Kirkcaldie’s shareholders have voted overwhelmingly to sell the historical brand and lease the store to Australian retailer David Jones. rnChairman Falcon Clouston said the sale is proof of how tough retailing has become, particularly with a single, large format store like Kirkcaldie & Stains.rn
The move marks two significant events: the end of Kirkcaldie department store’s 152-year reign, as well as the first time David Jones has opened up a store outside of Australia.
David Jones CEO Iain Nairn says it’s an exciting new venture for the Australian retailer.
“We are proud to reinvigorate this historic retail space and maintain it as the home of New Zealand’s premium department store when we open in mid-2016,” Nairn says.
Kirkcaldie & Stains chairman Falcon Clouston says Kirkcaldie lacks the buying power and scale to compete with multistore regional and international stores.
“A sure sign of how tough it has been is that our retail operations have sustained trading losses for each of the past seven years,” he says.
“Within our resources, we have tried to develop an online direct channel to compete.

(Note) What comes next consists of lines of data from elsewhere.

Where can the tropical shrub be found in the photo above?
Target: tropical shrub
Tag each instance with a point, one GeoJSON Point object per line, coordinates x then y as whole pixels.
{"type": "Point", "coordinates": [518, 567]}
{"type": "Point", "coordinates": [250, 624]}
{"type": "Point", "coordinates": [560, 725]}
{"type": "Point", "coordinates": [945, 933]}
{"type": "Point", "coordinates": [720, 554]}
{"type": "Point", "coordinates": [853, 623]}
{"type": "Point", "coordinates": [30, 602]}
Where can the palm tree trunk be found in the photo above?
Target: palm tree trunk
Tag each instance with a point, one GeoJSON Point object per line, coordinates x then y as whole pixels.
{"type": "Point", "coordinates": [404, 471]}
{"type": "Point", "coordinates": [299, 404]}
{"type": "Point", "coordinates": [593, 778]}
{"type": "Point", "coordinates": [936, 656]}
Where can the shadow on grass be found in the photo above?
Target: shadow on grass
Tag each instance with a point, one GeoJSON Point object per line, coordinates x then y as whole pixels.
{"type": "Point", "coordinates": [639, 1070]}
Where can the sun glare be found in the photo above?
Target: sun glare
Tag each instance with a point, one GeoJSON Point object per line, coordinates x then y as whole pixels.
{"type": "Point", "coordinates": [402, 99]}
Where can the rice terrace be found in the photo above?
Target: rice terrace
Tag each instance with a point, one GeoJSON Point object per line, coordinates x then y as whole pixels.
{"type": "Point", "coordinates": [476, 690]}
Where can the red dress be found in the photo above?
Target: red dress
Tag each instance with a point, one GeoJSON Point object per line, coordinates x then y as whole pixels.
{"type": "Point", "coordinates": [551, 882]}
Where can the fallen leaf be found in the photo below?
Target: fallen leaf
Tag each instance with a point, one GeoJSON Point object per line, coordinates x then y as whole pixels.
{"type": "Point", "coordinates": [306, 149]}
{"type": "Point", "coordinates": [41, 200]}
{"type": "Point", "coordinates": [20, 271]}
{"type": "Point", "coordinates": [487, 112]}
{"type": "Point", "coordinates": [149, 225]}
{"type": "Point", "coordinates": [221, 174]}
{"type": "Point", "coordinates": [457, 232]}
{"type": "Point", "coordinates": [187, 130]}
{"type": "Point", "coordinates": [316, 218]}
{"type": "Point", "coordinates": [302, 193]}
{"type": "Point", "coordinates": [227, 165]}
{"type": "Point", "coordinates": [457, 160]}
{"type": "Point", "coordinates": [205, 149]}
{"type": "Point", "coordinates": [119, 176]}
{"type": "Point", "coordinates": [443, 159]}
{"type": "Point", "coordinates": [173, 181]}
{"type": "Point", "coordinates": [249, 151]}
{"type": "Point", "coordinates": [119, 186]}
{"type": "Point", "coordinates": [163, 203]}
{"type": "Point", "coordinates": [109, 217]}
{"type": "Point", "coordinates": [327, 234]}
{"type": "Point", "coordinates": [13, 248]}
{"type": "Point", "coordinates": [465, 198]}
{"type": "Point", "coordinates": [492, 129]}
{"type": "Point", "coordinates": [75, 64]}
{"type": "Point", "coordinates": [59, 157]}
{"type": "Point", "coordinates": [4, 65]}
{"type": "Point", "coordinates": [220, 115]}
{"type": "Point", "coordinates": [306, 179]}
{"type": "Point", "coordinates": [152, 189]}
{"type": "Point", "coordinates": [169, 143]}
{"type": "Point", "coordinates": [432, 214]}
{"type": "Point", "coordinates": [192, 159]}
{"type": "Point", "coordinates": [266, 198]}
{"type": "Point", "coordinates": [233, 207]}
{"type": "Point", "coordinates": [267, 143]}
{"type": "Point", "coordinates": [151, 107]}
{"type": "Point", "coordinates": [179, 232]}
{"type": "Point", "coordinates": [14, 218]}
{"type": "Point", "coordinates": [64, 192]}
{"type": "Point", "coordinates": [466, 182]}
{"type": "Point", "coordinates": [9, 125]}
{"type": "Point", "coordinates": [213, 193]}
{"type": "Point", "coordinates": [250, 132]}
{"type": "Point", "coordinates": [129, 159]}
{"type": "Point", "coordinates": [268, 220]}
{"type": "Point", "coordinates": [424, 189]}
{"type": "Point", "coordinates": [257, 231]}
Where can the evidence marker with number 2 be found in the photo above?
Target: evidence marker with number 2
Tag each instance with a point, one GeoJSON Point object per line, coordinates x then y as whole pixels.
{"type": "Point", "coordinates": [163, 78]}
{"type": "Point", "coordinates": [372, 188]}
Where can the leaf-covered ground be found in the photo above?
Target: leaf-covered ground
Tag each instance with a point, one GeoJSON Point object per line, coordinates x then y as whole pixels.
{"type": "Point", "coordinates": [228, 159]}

But our efforts have not succeeded.”
“We were successful with the sale of the Harbour City Centre and we have received substantial funds.
“However the board’s view is that it could not justify investing a large portion of these proceeds in the retail business when we are faced with these greater competitive pressures from multi-store operators.”
Despite saying it’s a “sad day” for Kirkcaldie, Clouston’s focusing on the positives.
He says it’s great that Wellingtonians will be able to enjoy a David Jones shopping experience in the capital.
“In David Jones we believe we have found an excellent counterparty, which today was approved by shareholders,” Clouston says.
Locals will welcome the store’s arrival, as Auckland has gotten the most love when it comes to international retailers opening up stores.
Topshop, Seed Heritage and FCUK all prioritised Auckland when opening their first stores in New Zealand this year, with stores in Wellington to come later down the pipeline.
Clouston says Kirks’ stock will be sold down from now until the end of January, when the doors will close on the iconic retailer for the final time.
“We will also be working hard with David Jones and with our staff to ensure that as many as possible of our loyal employees will be offered new employment,” Clouston says.
The board considered narrowing Kirkcaldie & Stain’s product offering, but again thought it wouldn’t allow them to compete any better with multi-store operators.
The sale was considered the best way to preserve value for its shareholders.
Clouston says the company plans to distribute a cash equivalent of $19.354 million to shareholders.
Nairn says David Jones is bringing an expanded assortment of Australian, international and private labelled brands to New Zealand.
Those who enjoy the sophisticated Kirkcaldie experience upon entering the shop shouldn’t fear, either – Nairn says the tradition of a doorman will also remain.
The agreement depends on David Jones obtaining Overseas Investment Office consent by 30 November.
According to Clouston, the Kirkcaldie & Stains board think it’s highly likely consent will granted.